I am the widow who wearied BYU by my continual coming.

Despite my initial rejection, I have been accepted into BYU! I will let you all choose what to believe. I visited Provo over spring break. This is how I got in:

  1. I nailed my 95 thesis to the door of the Wilkinson Center on BYU campus, detailing why I should get in.
  2. I went into the admissions office and threw a fit, flipping over tables and shouting my qualifications.
  3. I happened to see President Cecil O. Samuelson in an elevator while taking a tour of campus. I explained that I was there visiting my brother and that I had been rejected. We had an interview and he pulled some strings.
  4. I wrote a dishonest email to BYU admissions, saying that I was married to someone that had been accepted, and urging them to change their minds.
  5. Magic.

You choose which you will believe. Remember that on a test, the longest answer is usually the right one. :)

However, the important thing is I GOT IN! I am signed up for the summer term.

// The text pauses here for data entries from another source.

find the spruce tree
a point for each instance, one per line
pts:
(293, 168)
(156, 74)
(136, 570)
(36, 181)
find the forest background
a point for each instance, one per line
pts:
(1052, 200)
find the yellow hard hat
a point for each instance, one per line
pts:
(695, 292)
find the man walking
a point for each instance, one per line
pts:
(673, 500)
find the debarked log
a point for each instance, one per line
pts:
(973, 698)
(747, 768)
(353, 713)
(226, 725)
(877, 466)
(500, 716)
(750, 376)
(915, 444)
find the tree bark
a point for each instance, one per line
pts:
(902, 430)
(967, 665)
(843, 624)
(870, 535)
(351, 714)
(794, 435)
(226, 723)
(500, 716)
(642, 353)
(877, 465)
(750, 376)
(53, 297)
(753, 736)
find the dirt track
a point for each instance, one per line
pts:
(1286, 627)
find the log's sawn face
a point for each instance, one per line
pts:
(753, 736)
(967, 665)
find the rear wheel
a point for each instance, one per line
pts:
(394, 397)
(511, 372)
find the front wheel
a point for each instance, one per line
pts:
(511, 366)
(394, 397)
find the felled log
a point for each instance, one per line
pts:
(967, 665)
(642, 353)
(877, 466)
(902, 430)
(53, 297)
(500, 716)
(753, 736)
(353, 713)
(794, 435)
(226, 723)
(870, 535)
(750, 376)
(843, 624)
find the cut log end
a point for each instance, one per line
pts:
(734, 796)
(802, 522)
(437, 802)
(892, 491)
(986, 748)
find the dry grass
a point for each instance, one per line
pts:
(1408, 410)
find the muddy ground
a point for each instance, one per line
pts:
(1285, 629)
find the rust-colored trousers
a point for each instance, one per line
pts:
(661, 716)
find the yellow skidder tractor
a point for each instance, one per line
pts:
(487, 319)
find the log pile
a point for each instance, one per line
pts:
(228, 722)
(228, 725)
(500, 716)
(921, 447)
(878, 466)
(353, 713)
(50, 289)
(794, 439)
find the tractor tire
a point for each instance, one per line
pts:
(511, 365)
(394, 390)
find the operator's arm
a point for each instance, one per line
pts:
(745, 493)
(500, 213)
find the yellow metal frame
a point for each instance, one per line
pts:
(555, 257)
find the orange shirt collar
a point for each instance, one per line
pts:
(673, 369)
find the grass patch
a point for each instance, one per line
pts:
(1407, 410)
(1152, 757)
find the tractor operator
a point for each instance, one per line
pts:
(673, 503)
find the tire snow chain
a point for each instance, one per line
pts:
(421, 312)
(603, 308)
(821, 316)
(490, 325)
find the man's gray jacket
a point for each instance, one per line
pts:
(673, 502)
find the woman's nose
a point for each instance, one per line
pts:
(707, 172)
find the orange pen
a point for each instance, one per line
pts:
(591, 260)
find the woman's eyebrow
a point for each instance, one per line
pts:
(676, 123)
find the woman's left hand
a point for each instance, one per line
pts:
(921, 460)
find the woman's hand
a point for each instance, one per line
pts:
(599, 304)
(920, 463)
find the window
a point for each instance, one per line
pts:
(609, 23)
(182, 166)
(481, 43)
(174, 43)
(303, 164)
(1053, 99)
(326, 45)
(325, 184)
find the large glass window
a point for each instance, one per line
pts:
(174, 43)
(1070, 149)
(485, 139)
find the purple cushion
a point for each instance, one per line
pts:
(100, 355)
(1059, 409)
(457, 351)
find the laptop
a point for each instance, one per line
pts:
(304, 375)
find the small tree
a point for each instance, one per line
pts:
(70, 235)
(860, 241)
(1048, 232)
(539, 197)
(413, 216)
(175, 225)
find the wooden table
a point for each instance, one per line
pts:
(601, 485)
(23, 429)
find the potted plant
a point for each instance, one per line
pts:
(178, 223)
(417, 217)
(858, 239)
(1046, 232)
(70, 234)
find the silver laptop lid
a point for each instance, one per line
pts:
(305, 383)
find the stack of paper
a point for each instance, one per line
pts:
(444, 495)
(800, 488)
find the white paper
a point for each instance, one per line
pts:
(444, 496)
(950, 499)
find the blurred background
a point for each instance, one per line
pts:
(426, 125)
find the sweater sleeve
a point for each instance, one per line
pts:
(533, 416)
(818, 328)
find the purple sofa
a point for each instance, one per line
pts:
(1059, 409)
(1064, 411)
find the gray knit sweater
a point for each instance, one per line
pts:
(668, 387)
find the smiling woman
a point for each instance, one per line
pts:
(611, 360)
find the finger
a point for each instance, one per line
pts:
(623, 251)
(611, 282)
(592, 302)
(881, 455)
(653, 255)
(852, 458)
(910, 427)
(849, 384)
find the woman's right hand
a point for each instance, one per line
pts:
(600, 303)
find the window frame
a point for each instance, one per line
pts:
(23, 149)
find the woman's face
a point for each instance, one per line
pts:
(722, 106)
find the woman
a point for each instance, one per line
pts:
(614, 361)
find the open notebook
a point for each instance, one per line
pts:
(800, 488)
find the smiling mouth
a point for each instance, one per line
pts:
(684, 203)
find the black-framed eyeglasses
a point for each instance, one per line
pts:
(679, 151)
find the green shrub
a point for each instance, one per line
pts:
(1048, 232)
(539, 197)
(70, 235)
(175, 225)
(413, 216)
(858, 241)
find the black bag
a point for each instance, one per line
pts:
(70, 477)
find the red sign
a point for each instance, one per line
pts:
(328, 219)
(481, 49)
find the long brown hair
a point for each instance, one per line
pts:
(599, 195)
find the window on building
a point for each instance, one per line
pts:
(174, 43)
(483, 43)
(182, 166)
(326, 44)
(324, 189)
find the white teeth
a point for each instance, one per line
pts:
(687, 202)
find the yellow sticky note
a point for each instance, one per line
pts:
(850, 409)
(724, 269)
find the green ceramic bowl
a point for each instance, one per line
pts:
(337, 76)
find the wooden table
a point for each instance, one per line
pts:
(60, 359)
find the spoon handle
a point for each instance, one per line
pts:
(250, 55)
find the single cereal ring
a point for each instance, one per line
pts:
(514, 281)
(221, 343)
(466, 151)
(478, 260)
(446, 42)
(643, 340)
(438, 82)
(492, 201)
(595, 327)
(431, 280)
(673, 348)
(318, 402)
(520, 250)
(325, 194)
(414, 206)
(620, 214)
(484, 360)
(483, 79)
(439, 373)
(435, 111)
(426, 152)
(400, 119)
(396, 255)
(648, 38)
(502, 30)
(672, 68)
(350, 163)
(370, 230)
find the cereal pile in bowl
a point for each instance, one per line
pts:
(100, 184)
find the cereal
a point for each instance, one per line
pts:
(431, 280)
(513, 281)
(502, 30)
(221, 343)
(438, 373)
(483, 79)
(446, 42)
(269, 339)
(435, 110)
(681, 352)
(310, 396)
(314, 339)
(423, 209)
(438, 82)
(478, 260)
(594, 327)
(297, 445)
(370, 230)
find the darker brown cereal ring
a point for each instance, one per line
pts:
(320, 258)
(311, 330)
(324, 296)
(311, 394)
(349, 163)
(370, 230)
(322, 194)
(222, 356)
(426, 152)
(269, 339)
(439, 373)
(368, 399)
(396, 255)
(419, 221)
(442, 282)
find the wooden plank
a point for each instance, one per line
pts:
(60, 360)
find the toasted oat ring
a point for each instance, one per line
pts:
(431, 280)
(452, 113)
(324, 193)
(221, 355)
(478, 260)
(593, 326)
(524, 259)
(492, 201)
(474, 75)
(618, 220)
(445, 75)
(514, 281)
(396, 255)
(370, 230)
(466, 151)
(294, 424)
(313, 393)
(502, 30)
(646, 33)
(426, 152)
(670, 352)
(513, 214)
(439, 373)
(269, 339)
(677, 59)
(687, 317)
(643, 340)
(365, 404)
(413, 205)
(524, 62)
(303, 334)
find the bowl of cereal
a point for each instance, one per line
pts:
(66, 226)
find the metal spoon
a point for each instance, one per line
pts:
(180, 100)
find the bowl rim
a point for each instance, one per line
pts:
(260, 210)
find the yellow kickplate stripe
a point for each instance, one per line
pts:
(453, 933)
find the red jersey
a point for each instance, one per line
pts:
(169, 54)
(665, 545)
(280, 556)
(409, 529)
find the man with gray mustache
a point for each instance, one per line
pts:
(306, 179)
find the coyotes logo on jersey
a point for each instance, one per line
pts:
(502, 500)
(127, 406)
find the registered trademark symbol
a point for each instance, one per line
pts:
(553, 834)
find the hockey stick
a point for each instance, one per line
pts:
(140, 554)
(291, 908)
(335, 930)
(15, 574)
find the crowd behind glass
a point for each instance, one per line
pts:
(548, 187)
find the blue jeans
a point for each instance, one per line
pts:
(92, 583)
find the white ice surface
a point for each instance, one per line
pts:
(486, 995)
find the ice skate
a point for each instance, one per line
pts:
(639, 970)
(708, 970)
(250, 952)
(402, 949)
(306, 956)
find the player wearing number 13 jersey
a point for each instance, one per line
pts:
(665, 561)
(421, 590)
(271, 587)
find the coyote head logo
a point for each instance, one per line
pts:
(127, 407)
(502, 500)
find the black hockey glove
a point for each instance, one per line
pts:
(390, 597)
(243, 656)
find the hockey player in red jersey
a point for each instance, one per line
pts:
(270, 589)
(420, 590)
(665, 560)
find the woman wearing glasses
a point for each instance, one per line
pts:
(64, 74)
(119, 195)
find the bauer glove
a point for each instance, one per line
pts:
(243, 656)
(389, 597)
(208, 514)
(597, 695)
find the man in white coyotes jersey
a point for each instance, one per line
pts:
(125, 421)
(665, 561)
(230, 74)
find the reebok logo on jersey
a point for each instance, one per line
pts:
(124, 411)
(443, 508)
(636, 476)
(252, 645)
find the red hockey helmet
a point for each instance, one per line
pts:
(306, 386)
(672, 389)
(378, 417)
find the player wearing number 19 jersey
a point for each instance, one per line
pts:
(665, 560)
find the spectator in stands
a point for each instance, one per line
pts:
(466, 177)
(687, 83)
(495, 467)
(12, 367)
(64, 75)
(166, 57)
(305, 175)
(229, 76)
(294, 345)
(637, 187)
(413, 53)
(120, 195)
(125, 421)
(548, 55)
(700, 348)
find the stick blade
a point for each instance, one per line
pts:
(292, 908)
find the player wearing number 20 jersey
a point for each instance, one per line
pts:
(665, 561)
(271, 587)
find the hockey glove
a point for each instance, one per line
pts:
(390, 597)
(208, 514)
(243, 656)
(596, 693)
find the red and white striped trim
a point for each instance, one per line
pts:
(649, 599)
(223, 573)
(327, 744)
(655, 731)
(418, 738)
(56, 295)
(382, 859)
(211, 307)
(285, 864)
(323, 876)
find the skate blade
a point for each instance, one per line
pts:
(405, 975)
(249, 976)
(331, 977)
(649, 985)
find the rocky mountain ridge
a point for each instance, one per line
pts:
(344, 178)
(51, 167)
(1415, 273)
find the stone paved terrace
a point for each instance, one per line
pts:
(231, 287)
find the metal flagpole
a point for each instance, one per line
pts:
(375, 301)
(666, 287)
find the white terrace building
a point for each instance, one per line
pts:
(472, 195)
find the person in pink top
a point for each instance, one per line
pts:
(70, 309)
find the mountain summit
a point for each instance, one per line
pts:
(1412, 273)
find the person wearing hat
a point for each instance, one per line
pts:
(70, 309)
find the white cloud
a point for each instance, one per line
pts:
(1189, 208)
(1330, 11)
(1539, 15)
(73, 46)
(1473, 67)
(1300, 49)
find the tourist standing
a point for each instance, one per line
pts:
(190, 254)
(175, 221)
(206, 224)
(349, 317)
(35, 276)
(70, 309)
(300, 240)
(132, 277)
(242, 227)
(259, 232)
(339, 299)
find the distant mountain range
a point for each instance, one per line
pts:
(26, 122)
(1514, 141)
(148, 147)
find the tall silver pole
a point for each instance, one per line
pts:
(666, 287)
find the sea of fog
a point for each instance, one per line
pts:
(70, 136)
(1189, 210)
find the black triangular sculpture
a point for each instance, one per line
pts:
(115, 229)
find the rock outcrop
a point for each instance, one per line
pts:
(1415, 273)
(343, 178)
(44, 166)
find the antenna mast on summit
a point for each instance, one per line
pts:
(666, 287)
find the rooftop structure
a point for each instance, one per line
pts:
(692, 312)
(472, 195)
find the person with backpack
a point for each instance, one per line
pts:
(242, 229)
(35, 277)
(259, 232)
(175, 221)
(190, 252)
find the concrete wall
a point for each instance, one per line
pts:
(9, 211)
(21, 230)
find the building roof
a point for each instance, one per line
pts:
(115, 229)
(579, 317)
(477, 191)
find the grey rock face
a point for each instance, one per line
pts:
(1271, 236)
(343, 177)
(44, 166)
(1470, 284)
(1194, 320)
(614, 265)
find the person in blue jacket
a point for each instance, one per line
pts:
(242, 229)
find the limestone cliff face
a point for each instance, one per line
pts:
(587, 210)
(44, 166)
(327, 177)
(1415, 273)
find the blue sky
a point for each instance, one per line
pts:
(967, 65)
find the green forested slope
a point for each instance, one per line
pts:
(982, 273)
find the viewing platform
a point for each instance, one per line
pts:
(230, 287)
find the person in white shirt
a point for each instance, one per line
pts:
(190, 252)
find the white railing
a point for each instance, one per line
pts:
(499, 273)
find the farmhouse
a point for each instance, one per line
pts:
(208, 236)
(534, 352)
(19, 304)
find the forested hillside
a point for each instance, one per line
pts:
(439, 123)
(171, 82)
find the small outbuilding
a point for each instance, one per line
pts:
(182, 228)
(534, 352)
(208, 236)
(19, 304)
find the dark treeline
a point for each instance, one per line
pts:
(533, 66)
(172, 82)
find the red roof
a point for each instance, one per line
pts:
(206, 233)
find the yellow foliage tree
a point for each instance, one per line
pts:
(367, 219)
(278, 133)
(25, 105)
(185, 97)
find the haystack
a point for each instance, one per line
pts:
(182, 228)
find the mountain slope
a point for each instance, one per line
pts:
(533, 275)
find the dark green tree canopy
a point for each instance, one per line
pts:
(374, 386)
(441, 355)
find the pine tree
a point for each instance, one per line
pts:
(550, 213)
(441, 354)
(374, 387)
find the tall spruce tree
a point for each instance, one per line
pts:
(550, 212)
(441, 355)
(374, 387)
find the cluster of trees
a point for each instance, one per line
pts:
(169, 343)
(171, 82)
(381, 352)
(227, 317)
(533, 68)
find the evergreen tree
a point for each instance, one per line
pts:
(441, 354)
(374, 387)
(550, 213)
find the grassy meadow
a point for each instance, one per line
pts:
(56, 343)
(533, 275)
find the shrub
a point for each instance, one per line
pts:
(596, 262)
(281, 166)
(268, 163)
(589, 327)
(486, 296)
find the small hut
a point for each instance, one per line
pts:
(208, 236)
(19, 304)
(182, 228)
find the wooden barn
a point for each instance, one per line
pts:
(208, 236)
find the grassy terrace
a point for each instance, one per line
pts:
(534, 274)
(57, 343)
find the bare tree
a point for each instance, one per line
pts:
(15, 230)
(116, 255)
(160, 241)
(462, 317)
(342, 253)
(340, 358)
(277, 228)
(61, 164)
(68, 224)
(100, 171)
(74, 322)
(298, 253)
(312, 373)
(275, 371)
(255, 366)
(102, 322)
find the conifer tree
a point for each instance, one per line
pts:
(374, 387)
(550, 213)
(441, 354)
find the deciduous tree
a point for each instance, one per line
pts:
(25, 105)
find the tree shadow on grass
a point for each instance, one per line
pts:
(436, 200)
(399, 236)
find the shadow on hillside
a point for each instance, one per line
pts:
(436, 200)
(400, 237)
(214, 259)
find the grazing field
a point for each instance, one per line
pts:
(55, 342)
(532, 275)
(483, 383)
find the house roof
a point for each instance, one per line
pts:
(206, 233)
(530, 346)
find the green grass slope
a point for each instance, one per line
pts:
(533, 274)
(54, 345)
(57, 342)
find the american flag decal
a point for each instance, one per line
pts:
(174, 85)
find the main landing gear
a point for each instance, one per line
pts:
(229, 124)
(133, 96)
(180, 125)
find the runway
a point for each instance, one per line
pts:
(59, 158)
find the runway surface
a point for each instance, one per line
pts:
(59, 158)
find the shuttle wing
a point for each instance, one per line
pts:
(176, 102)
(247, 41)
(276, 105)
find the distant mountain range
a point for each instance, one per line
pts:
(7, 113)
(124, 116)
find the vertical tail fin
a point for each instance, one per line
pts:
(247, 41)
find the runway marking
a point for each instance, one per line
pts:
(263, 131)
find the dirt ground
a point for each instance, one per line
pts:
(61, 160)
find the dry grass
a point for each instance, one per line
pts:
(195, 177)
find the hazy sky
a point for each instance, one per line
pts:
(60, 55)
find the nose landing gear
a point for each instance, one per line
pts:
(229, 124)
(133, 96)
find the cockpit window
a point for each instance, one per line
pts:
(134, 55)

On a related note, Mustache March is over! I am now clean shaven.

I must admit that I was glad to be rid of the thing. Here is a visual time line of my face.




What I wish I could look like with a mustache:

What I really look like:


YIKES!!! I went from a nice, clean shaven dude... to that ^.

I have been through the valley of the shadow of scruff, and because I emerged looking like a sex-offender I will never do it again.
BYU here I come!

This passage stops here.